External Odometry integration
Posted by AlmogT on
URL: http://official-rtab-map-forum.206.s1.nabble.com/External-Odometry-integration-tp11047.html
Hi everyone,
I'm working on a handheld SLAM system and would appreciate guidance on how to properly integrate RTAB-Map into my pipeline to generate the most accurate 3D map.
My current setup includes:
Custom Visual-Inertial Odometry (VIO): Based on stereo cameras and IMU. I plan to feed RTAB-Map a post-processed, smooth trajectory (i.e., already loop-closed, no jumps).
LiDAR: A solid-state 3D LiDAR with an 80° horizontal FOV and 10 Hz scan rate, producing relatively dense short-range point clouds (up to ~60m).
IMU: XSens IMU at 100 Hz. It is already used within the VIO, but I can also publish it separately if useful for RTAB-Map.
My goals:
Use RTAB-Map only for 3D map building, not for localization.
Feed the VIO trajectory as external odometry input.
Integrate LiDAR point clouds into the map.

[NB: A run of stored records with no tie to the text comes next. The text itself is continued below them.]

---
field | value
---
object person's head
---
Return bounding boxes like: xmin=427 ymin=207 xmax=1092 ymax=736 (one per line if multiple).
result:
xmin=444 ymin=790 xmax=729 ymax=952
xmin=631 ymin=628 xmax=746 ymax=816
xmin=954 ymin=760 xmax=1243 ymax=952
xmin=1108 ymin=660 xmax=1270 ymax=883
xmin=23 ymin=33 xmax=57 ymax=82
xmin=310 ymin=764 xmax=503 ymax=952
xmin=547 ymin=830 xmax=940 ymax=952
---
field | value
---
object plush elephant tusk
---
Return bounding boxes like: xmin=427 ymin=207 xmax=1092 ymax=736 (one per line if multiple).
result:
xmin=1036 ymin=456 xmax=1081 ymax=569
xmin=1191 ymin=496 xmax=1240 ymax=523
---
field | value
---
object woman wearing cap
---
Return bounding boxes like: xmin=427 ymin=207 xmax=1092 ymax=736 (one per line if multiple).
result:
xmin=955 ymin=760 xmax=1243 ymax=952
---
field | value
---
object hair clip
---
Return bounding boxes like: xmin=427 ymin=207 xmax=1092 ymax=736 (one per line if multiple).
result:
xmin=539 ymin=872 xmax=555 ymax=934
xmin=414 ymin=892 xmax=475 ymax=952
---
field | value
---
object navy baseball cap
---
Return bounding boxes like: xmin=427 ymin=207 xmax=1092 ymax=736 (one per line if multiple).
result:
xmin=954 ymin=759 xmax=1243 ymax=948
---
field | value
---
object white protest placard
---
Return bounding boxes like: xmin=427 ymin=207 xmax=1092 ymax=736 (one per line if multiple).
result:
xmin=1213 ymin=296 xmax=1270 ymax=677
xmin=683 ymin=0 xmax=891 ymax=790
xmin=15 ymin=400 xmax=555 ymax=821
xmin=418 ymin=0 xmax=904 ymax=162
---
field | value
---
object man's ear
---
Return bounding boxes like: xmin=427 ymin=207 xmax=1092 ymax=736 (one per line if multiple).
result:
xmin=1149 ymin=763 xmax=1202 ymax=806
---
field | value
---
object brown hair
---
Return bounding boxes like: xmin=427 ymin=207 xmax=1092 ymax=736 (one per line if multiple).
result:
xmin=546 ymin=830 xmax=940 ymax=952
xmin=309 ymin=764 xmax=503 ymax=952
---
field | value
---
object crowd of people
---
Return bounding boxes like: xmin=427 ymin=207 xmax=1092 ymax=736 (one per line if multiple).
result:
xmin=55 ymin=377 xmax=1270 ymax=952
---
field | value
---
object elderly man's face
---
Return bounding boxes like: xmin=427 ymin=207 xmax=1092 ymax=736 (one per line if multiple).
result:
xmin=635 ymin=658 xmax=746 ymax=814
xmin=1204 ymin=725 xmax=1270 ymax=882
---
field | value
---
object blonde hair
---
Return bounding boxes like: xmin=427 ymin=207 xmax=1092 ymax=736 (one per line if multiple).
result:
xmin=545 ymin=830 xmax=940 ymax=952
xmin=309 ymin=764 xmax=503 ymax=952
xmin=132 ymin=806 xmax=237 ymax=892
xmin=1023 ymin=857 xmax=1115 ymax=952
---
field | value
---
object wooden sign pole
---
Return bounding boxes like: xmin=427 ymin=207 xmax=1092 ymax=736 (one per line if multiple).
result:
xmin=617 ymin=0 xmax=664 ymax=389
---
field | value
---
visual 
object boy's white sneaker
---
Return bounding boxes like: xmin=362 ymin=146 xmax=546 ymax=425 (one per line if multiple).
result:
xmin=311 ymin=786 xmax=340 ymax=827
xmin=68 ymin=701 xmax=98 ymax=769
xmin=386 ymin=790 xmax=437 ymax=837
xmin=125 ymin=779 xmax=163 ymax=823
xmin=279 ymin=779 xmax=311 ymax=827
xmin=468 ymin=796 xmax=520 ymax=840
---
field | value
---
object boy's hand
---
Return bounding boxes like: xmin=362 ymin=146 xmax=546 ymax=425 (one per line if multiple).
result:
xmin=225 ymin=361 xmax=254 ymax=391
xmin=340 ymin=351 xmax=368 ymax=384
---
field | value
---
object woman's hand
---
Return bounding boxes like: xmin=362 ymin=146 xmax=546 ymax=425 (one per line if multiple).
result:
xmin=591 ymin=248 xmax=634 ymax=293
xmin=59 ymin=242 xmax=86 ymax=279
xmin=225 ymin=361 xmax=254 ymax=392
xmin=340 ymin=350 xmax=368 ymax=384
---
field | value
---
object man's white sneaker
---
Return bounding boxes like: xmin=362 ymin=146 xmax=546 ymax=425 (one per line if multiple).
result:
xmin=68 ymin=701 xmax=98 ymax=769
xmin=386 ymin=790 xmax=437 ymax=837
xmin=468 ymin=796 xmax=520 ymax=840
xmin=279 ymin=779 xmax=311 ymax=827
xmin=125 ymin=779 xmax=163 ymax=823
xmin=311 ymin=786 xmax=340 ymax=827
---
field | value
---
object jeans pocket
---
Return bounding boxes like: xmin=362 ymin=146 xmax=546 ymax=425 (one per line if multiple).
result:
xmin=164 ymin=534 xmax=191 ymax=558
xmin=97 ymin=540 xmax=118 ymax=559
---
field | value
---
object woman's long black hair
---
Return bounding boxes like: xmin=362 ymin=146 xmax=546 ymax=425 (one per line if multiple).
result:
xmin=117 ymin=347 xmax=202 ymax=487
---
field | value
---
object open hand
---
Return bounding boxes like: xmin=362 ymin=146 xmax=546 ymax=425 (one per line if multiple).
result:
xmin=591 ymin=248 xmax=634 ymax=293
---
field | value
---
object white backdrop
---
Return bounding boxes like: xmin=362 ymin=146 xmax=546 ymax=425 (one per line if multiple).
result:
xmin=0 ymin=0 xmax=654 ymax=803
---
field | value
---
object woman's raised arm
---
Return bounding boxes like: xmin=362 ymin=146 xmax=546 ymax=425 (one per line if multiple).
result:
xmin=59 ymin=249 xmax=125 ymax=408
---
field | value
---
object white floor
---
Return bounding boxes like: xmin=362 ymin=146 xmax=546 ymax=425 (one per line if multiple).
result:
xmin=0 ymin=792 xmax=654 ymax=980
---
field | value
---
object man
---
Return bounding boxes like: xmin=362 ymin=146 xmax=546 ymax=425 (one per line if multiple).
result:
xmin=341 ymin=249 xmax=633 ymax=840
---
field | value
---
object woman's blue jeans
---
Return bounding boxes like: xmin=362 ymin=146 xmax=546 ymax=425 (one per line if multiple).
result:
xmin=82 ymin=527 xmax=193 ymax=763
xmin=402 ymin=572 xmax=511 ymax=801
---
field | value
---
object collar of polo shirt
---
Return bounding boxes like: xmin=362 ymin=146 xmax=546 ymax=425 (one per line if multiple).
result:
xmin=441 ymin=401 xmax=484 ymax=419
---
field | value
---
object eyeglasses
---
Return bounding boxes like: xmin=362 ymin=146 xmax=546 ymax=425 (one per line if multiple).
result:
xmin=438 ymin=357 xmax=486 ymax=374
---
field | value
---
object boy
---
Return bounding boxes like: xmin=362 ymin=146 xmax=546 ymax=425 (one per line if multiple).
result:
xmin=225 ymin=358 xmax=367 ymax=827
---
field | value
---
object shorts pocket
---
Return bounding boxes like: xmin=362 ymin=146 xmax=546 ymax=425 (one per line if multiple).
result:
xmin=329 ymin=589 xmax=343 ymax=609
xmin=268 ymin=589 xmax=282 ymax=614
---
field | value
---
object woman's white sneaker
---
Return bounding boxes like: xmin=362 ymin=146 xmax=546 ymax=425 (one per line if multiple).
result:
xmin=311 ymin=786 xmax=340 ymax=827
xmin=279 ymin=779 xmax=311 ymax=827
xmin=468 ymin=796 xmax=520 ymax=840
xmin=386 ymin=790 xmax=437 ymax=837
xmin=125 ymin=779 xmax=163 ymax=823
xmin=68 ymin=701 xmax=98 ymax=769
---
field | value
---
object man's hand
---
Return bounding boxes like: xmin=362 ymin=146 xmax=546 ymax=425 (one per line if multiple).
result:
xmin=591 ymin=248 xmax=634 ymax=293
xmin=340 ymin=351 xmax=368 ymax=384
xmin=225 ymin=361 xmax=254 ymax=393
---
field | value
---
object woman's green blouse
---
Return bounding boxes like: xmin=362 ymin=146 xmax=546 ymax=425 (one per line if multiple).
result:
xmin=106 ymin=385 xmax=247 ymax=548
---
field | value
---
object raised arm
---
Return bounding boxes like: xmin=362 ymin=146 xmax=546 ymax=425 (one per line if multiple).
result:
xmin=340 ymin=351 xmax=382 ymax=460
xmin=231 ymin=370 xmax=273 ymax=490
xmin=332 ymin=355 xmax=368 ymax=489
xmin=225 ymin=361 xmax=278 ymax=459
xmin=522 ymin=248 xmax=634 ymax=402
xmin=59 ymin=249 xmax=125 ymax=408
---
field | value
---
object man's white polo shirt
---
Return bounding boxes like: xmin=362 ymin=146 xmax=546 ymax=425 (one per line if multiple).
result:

Optionally provide IMU data, if it improves mapping quality.
My questions:
Are there any examples of a similar setup? For example, a launch file that shows how to integrate external odometry with RTAB-Map?
Given the LiDAR's limited 80° FOV, are there recommended parameters or techniques to improve scan matching or overall map quality?
Should I provide IMU data to RTAB-Map even though it’s already used in the VIO? Would this enhance mapping accuracy or risk introducing redundant/noisy data?
Any key RTAB-Map parameters you recommend tuning for this type of hybrid setup? (e.g., memory management, keyframe thresholds, sensor fusion settings)
My stereo cameras are approximately synchronized (within a few milliseconds). How should I feed them into RTAB-Map? Do I need to insert a synchronization node between the image topics?
Below is the RTAB-Map launch configuration I’m currently using:
rtabmap_slam = Node(
package='rtabmap_slam', executable='rtabmap', output='screen',
parameters=[{
'namespace': 'rtabmap',
'frame_id': 'scaner_base',
'subscribe_depth': False,
'subscribe_rgb': False,
'subscribe_scan_cloud': True,
'approx_sync': True,
'wait_for_transform': 0.2,
'use_sim_time': use_sim_time,
# RTAB-Map's internal parameters are strings:
# 'odom_frame_id': 'world',
'Grid/FromDepth': 'False',
'Grid/3D': 'True', # Enable 3D grid mapping
'Grid/Color': 'True', # Enable color in the grid mapping
'Grid/RayTracing': 'False', # Optional: Enable ray tracing if not using depth
'Grid/MapFrame': 'map', # Ensure this matches your TF setup
}],
remappings=[
('scan_cloud', '/lidar/scan_3D'),
('imu', '/imu/data'),
('odom', '/state_optimizer/odometry_corrected')
],
arguments=[
'-d' # This will delete the previous database (~/.ros/rtabmap.db)
])
However, with this setup, I’m currently getting a poor-quality map — the map is sparse, inconsistent, and not well-aligned with the environment. I'm not sure if the issue is related to TF frames, sensors sync, or odometry integration.
Any insights or advice would be greatly appreciated!